Le réseau Agéris a décidé d'utiliser le logiciel Diaphyt pour évaluer les pratiques phytosanitaires de ses membres. Pourquoi, comment, et avec quel résultat ? Nous allons l'expliquer ici.
Réseau Agéris et pratiques phytosanitaires
Plusieurs étapes dans les actions
Lors de la création du réseau Agéris, l'accent a d'abord été mis sur les bonnes pratiques visant à diminuer les risques de pollution ponctuelle liés à la protection des cultures : aménagement d'aire de remplissage, local de stockage, évaluation des risques de pollution ponctuelle en utilisant Aquasite, développé par Arvalis-Institut du végétal.
Dans un second temps, les aménagements ont porté sur les bandes enherbées pour la protection de l'eau.

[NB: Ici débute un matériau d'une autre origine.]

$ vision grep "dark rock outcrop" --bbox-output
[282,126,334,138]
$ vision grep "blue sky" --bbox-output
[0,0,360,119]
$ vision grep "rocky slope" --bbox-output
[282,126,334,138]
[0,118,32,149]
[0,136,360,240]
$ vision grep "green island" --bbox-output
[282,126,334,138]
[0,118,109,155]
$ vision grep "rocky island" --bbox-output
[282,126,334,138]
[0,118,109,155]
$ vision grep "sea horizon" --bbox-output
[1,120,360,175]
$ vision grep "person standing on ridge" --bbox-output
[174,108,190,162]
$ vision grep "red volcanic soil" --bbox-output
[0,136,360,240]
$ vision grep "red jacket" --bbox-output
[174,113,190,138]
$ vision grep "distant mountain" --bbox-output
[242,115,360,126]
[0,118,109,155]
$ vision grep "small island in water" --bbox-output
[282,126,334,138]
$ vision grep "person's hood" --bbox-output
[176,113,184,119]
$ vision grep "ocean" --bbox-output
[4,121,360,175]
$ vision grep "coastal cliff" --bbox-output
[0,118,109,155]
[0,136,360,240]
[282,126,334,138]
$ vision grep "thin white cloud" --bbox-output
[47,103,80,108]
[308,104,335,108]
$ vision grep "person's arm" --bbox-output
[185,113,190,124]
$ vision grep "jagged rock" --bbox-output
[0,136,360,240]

Le réseau a travaillé leur composition pour qu'elles assurent aussi un rôle vis-à-vis de la biodiversité, en apportant, lorsque c'est possible, le « gîte et le couvert » aux insectes auxiliaires, aux pollinisateurs et à la faune sauvage.
Besoin d'indicateurs
Dans le cadre général des pratiques agricoles, les démarches de protection des cultures font l'objet d'une attention particulière. Cette attention porte notamment sur les méthodes de travail, sans mettre en cause la réussite économique des cultures protégées et donc de l'exploitation.
Dans le cadre de suivi du réseau, il nous a semblé important que ces aménagements et les progrès réalisés soient illustrés par des indicateurs.

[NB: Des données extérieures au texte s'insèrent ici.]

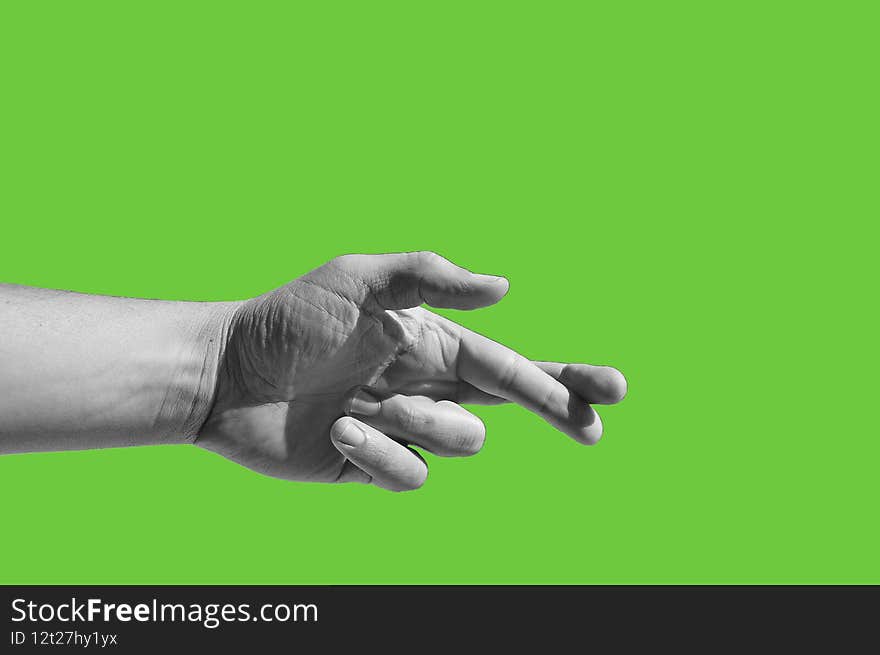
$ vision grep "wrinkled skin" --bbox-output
[196,253,622,487]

La question du choix des indicateurs
Définitions générales possibles
La multiplicité des dénominations faisant référence au concept d'indicateur (mesures, paramètres, variables, valeurs, indices, informations...) (Gallopin, 1999 in Zahm, 2003) annonce la grande variété de définitions qui s'y rapportent.
Dès 1981, l'Organisation mondiale de la santé (OMS) définit les indicateurs comme des variables servant à mesurer ou à évaluer l'état d'un système ou son évolution.
Pour l'Organisation de coopération et de développement économique (OCDE), un indicateur délivre une information synthétique à partir de l'agrégation de données brutes. Cet outil d'acquisition et de partage de connaissances doit fournir des informations sur d'autres variables plus difficiles d'accès (Gras, 1989) et servir de repère pour prendre une décision.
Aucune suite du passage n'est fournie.